NEW YORK — At this point, Abe Burmeister might be just as identifiable for his founding role at Outlier — the experimental techwear upstart he started alongside Tyler Clemens in 2008 — as he is for his trademark beard, which, according to Google, seems to be in peak, playoff-ready condition all year round.

In the event that you don’t know much about Outlier, here’s the nutshell:

  • Technical clothing brand with a stripped down, minimal aesthetic, and a sharply honed desire for fabric and product innovation.
  • Burmeister’s and Clemens’ initial idea was to create a better pair of pants that could hold up to aggressive city biking.
  • It’s grown into a cult favorite, and is a frequently-cited inspiration among the Lean Luxe subscriber base.

Abe recently spoke with fellow subscriber Colin Nagy to discuss fabric innovation, bootstrapping, and his points of reference from the design world. Below, the best talking points from that conversation, edited for brevity:

They’re basically mad scientists when it comes to fabric and materials:

“We’ve been pushing a bit further towards the extremes with our materials: heavier and tougher fabrics on one side, and then hyper lightweight and breathable on the other. No ‘Goldilocks-ing’ these days.

We’ve been working a lot with something we call ‘Injected Linen’, which uses a new knitting technique to create a fabric that is both very open, yet quite opaque. It makes pants that you can wear in the summer that feel like shorts.

We’re also working a lot with a fiber called ramie that might be the oldest fiber used by humans. It’s similar to linen but comes out of Southeast Asia. We like to think of it as the cheat code for hot and humid weather — expensive but magical.

Then of course there’s Dyneema, the world’s strongest fiber. We’ve been using it for bags for awhile now, but we’ve been playing around with less conventional uses too. It’s pretty remarkable stuff. They use it to make artificial ligaments and the like, [since] the body doesn’t reject it, which makes us think a lot about the inverse: What sort of reactions are different fabrics creating on the outside of the body?”

On Google and ‘Radical Quality’:

“We’re always trying to distill what we do down to simpler and purer forms. Right now, we’re really focused on the idea of ‘Radical Quality,’ a level of quality that goes all the way down to the roots of the product and resonates all the way through the supply chain.

The way I see it, we’re slowly emerging from an age where quality didn’t really matter. The way to succeed over the last half century was to have a good-enough product, and the best marketing and the right price. That era is over, Google killed it. A couple searches and suddenly you’ll find rarefied zones where products are dissected and analyzed in exacting detail. To win in that environment, you need to put quality first and foremost.”

For Outlier, Reddit acts as crowdsourced R&D with a direct feedback loop:

“Reddit is a funny place and our involvement is pretty accidental. We saw traffic coming from it, dug around a bit, did an AMA. Then [we] decided to start our own subreddit as an experiment, and people showed up. Now it’s like a secret comments section to our website, the party in the VIP room.

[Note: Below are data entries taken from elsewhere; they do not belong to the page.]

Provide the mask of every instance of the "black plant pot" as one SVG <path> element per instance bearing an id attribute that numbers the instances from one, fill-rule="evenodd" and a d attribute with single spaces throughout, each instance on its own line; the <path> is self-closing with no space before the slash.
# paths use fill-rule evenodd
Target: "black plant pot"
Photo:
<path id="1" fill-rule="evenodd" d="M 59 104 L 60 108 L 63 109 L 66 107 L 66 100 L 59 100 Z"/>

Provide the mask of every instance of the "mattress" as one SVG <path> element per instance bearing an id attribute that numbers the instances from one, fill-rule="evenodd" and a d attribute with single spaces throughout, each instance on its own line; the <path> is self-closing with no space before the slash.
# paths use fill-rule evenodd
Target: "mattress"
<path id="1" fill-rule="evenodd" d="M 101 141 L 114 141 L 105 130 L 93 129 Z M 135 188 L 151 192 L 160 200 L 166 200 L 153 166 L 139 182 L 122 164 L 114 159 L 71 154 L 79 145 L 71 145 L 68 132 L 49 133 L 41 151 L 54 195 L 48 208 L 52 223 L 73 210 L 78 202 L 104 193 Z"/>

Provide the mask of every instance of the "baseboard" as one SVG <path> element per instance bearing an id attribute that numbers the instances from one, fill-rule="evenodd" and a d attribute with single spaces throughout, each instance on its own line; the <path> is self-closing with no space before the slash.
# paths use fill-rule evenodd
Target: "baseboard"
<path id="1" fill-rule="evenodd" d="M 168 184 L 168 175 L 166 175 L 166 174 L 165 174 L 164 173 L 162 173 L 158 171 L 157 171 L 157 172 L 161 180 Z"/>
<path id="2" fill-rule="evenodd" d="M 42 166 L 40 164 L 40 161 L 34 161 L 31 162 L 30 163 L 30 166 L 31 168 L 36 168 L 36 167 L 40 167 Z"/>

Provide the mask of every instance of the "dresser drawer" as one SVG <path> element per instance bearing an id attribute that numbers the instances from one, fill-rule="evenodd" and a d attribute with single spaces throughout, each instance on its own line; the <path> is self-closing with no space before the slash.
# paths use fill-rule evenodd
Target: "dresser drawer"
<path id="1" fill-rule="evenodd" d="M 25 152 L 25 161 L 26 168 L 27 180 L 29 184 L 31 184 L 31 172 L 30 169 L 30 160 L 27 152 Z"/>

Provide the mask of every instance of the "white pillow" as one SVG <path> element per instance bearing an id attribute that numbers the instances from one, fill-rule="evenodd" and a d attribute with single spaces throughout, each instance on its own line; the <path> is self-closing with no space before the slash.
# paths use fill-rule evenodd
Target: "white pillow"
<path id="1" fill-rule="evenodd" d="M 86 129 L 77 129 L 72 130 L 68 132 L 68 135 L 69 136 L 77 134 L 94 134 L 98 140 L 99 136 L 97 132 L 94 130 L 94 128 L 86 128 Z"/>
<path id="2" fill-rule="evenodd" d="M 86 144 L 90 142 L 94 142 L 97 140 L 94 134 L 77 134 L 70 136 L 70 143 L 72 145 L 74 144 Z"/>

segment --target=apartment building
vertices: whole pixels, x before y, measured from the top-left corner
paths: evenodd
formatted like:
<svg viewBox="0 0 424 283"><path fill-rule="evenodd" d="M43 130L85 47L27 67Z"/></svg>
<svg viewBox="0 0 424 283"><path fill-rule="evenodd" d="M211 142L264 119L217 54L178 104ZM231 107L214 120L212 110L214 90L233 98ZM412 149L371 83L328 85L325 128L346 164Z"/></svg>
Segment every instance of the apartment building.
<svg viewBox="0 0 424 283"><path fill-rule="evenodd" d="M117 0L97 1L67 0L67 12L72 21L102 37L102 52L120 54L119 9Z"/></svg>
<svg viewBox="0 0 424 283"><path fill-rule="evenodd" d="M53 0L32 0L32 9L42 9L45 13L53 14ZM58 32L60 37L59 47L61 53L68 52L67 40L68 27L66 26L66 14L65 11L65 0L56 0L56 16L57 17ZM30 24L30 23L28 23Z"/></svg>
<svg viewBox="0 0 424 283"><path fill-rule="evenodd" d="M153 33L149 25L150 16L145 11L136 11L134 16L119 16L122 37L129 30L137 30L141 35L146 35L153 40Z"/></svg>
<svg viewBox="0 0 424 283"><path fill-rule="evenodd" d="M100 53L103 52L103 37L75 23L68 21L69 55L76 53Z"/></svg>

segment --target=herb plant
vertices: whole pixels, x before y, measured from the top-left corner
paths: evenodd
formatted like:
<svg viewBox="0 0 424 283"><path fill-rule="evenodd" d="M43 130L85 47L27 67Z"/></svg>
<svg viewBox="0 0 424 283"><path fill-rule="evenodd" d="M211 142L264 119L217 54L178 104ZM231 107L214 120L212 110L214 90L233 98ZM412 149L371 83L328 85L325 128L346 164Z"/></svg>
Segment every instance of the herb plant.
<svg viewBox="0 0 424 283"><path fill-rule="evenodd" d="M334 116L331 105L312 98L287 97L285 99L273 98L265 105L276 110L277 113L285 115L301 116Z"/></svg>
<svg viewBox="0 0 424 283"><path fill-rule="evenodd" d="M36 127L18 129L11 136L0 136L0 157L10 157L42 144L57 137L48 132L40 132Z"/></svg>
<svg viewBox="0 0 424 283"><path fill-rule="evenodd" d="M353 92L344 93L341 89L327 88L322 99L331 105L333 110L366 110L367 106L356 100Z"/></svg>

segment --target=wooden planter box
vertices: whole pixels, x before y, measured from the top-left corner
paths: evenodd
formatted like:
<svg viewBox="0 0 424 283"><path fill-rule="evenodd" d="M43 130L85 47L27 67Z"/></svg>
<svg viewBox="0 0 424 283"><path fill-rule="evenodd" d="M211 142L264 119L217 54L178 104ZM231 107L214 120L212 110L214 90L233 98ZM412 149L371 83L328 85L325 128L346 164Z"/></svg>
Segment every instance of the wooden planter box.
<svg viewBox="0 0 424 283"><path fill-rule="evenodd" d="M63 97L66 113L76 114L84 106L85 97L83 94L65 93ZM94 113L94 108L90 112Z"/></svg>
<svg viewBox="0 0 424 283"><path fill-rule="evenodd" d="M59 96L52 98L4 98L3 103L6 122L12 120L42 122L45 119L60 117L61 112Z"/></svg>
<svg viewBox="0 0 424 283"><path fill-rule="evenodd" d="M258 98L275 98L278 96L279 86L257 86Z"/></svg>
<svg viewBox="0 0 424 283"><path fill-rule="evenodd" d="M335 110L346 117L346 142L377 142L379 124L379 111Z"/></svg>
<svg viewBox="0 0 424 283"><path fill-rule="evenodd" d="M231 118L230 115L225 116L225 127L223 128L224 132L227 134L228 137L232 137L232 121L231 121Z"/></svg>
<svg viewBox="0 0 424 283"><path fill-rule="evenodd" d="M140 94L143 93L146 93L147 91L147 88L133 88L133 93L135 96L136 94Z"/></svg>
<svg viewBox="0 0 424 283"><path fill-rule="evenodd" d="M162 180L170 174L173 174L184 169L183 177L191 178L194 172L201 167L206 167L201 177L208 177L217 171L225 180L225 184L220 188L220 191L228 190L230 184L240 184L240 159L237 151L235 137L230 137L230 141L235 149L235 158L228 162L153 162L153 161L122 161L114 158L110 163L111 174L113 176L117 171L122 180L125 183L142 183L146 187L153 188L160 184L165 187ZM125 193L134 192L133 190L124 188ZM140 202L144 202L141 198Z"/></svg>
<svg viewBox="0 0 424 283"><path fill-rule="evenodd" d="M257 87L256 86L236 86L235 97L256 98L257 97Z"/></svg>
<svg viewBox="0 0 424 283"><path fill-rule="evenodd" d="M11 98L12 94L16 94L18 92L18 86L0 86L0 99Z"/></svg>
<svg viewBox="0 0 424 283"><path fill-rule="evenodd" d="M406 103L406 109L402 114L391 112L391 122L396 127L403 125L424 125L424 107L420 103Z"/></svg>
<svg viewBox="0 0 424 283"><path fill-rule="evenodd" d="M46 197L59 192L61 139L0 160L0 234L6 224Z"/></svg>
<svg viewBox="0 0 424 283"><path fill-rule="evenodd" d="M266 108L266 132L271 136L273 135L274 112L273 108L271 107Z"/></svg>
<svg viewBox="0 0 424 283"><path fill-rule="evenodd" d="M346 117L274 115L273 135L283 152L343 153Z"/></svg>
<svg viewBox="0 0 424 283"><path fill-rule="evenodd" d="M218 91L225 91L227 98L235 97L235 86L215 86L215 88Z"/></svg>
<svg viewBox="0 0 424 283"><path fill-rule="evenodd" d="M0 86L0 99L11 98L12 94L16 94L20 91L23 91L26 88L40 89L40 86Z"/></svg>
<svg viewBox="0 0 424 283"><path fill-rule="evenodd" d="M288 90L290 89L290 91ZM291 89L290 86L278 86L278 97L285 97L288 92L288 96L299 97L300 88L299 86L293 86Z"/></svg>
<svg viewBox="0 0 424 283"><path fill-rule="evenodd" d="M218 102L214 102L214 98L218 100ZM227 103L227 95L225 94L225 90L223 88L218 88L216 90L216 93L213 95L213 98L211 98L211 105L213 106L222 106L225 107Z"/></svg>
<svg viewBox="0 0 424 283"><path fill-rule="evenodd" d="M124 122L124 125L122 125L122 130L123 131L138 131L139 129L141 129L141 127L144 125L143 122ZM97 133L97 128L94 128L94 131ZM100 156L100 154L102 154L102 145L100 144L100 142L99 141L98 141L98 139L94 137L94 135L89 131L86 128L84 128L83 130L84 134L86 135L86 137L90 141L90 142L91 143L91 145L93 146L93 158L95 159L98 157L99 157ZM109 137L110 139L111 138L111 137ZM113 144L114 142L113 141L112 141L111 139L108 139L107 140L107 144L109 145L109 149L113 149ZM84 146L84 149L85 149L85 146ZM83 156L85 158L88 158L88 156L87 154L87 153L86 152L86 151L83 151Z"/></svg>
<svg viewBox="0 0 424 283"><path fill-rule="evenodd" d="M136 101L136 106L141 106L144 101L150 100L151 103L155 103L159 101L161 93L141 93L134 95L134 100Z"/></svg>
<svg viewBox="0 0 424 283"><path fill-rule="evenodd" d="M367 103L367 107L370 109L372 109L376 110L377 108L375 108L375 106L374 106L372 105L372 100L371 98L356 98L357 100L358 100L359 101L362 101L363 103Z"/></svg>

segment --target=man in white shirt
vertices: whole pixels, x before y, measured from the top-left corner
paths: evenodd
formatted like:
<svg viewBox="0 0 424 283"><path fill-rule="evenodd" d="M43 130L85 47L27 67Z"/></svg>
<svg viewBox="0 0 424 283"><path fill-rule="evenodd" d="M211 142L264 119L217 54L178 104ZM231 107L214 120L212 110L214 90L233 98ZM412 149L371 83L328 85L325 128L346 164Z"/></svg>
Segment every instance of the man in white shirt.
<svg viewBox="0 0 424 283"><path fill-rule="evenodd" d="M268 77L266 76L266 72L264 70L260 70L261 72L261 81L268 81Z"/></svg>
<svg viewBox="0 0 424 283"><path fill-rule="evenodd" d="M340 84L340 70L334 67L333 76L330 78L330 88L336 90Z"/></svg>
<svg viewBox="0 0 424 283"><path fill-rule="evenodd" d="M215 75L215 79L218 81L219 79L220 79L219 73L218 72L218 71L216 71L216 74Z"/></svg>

It attracts a very particular sort of person and it’s not really anything like what reddit uses get stereotyped as. It’s a place for very text-oriented people. It’s nearly image free, sort of odd for clothing. But I’m a reader and writer, so it’s good for me personally, and it attracts a very strong core set of people who want to read and write about clothing. That makes for a great place to talk to customers and both listen to their feedback and also explain what drives a lot of what we do.”

On scale being a false benchmark:

“Outlier started as a side project and evolved into sink or swim. It’s just a series of hypothesizes and tests really — me and Tyler trying to figure out just what we could make, sell, and get away with.

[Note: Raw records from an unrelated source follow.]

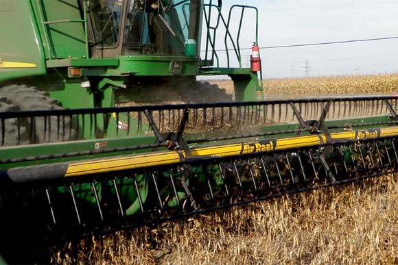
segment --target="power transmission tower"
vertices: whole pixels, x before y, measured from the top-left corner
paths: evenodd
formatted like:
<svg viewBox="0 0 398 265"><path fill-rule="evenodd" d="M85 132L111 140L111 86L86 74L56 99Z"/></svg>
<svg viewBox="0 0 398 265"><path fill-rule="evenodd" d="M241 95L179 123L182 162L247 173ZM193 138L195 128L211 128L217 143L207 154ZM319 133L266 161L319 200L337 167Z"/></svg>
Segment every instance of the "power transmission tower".
<svg viewBox="0 0 398 265"><path fill-rule="evenodd" d="M305 66L303 67L304 68L305 68L305 77L308 77L308 76L309 75L309 68L312 68L309 66L309 62L308 62L308 60L305 60Z"/></svg>

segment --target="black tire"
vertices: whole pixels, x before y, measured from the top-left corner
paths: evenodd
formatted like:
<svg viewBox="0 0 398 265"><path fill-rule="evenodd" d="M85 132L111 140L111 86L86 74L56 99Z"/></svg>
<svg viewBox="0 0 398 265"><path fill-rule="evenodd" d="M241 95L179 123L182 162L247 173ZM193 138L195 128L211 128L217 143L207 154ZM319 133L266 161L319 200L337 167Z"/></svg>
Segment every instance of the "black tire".
<svg viewBox="0 0 398 265"><path fill-rule="evenodd" d="M0 97L0 112L17 112L19 108L9 104L5 97ZM3 129L4 126L4 129ZM4 136L3 131L4 131ZM16 118L7 118L3 121L0 120L0 146L9 147L29 143L26 127L18 125Z"/></svg>
<svg viewBox="0 0 398 265"><path fill-rule="evenodd" d="M48 93L38 91L26 86L10 86L0 89L0 97L5 97L8 103L21 111L53 110L62 108L57 100L49 97ZM43 143L68 141L73 140L75 131L71 128L69 117L37 117L32 126L30 118L22 119L30 143Z"/></svg>
<svg viewBox="0 0 398 265"><path fill-rule="evenodd" d="M195 82L194 87L187 91L185 99L190 103L232 102L231 94L227 94L224 88L212 85L207 81Z"/></svg>

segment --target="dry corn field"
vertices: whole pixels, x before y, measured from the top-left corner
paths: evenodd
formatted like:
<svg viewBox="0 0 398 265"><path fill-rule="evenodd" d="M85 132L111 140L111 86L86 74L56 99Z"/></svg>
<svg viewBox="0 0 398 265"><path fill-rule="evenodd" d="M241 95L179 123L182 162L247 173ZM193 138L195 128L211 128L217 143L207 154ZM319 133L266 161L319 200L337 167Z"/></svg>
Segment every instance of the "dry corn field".
<svg viewBox="0 0 398 265"><path fill-rule="evenodd" d="M212 80L213 84L233 91L230 80ZM312 78L264 79L264 95L290 96L330 94L390 93L398 90L398 74Z"/></svg>
<svg viewBox="0 0 398 265"><path fill-rule="evenodd" d="M266 96L396 90L398 75L264 80ZM397 201L398 175L388 175L58 246L51 262L398 264Z"/></svg>

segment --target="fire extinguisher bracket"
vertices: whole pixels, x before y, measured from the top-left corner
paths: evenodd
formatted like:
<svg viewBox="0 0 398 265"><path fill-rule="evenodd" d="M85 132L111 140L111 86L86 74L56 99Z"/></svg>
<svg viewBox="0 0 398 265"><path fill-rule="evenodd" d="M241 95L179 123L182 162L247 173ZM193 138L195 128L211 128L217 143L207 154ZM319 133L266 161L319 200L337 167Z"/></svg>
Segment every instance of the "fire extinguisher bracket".
<svg viewBox="0 0 398 265"><path fill-rule="evenodd" d="M250 56L252 72L259 72L261 69L260 49L256 42L253 42Z"/></svg>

The hardest lesson I have to keep learning over and over is that you cannot grow your way out of problems. Scale doesn’t make problems go away, it makes them bigger. So you need to identify problems as soon as possible and confront them head on, otherwise they’ll expand and blow up in your face later.”

On his unabashed Apple fetish:

“We love the fierce independents, Giorgio Armani, Eileen Fisher, Patagonia and Rick Owens to name a few. People who present really singular visions and can deliver them to the world.

Anyone who reads my Twitter [feed] knows I have a huge Apple fetish too. That’s really from an industrial design perspective. There’s no other company in the universe so devoted to solving tiny problems in big ways, and building the machines to execute their visions [as Apple is]. In the clothing world, probably the closest we get to that is Issey Miyake, Stone Island, [or] Arc’teryx.”

His only character flaw — he’s a Vetements fan:

“Finally, strictly for Lean Luxe — and because Paul utterly hates them — I’m happy to defend Vetements all day long. Their product-centric design model has really shaken up the fashion side of things in an important way, and it’s opening up some really interesting new pathways for the industry to evolve for the better.”